At 05:58 PM 5/10/01 -0400, Roger Sohn wrote:
>I think most people don't understand that if you do work for Cisco,
>employees are required to score 10 or 15% higher than the regular passing
>score.  And that also goes for the CCIE Lab exam as well as the other CCxx
>tests.
>
>Cisco also only allows 2 free lab attempts, and anything after that you have
>to pay for the entire amount that everyone else pays.
>
>-----Original Message-----
>From: Q [mailto:[EMAIL PROTECTED]]
>Sent: Thursday, May 10, 2001 2:26 PM
>To: [EMAIL PROTECTED]
>Subject: Re: Congrats [7:4044]
>
>Gee that's kinda like working at Microsoft as a Windowz architech and
>getting your MCSE! How hard can that be? Send me the CCIE's work resume out
>side of the lab of Cisco, then i'll be impressed..See if you can manage
>Riverstone and Nortel equipment as well.....Well first you gotta survive the
>Cisco layoffs. Bummer...heh..
>
>Q

Not sure on the 10-15% higher bit, it might be true.  Although, some have 
suspected some leniency given to Cisco employees, but I cannot verify this 
rumor.

Actually, (2 free tries) that was recently changed.  It used to be 
unlimited tries for Cisco employees, and the policy changed since Cisco 
realized that their own employees had the highest % failure rate.  Not due 
to lack of skill, but from an "attrition" kind of attitude.

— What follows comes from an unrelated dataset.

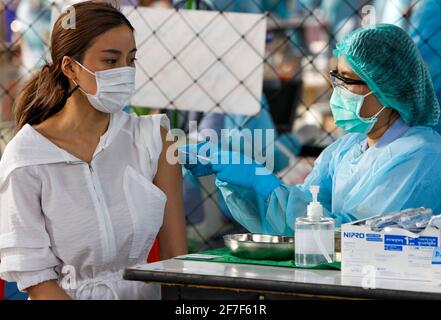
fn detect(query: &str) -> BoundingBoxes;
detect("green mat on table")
[176,247,341,270]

That would somewhat debunk Q's belief that just because you work at Cisco 
the CCIE and "friends" are not "that hard."  The CCIE requires you to know 
a tremendous amount of information (referencing the Routing and Switching 
track).

I will admit, getting the CCIE probably should not be heralded as a feat 
beyond say acquiring a PHD, but I do not think it is nearly as trivial as Q 
is making it out to be.  Most if not all the CCIEs I have run into know 
their stuff at least in the networking realm.  If they know beyond that 
scope, it's more power to them, but I would not expect them to know more 
than what they hired for, which is master of the networks (spanning from 
ATM to DLSW+).  Learning other vendors equipment should also not be such a 
difficult feat, the human ability to learn is incredible, and if someone 
can get the CCIE within a reasonable amount of time, learning other 
vendor's product should not be that difficult.  (like a programming 
learning another language, it's mainly syntax, theory and algorithms are 
the same).

All in all though, I see no reason to go bashing on anyone who has 
successfully procured a CCIE certification.  It certainly is not a bookworm 
exam (try taking the lab, the written is by no means, ANY serious sign of 
qualification for the CCIE, it's a filter, like freshmen year of 
college).  If he is just really good at short term cramming (even for the 
lab, which I really do not see how, but I will assume it is somewhat 
possible), it will catch up to him in time.  If he is really good at 
retaining the knowledge and applying it, more kudos to him as the program 
worked.  After all the trouble they went through, lets give them the 
benefit of the doubt and say they are the latter.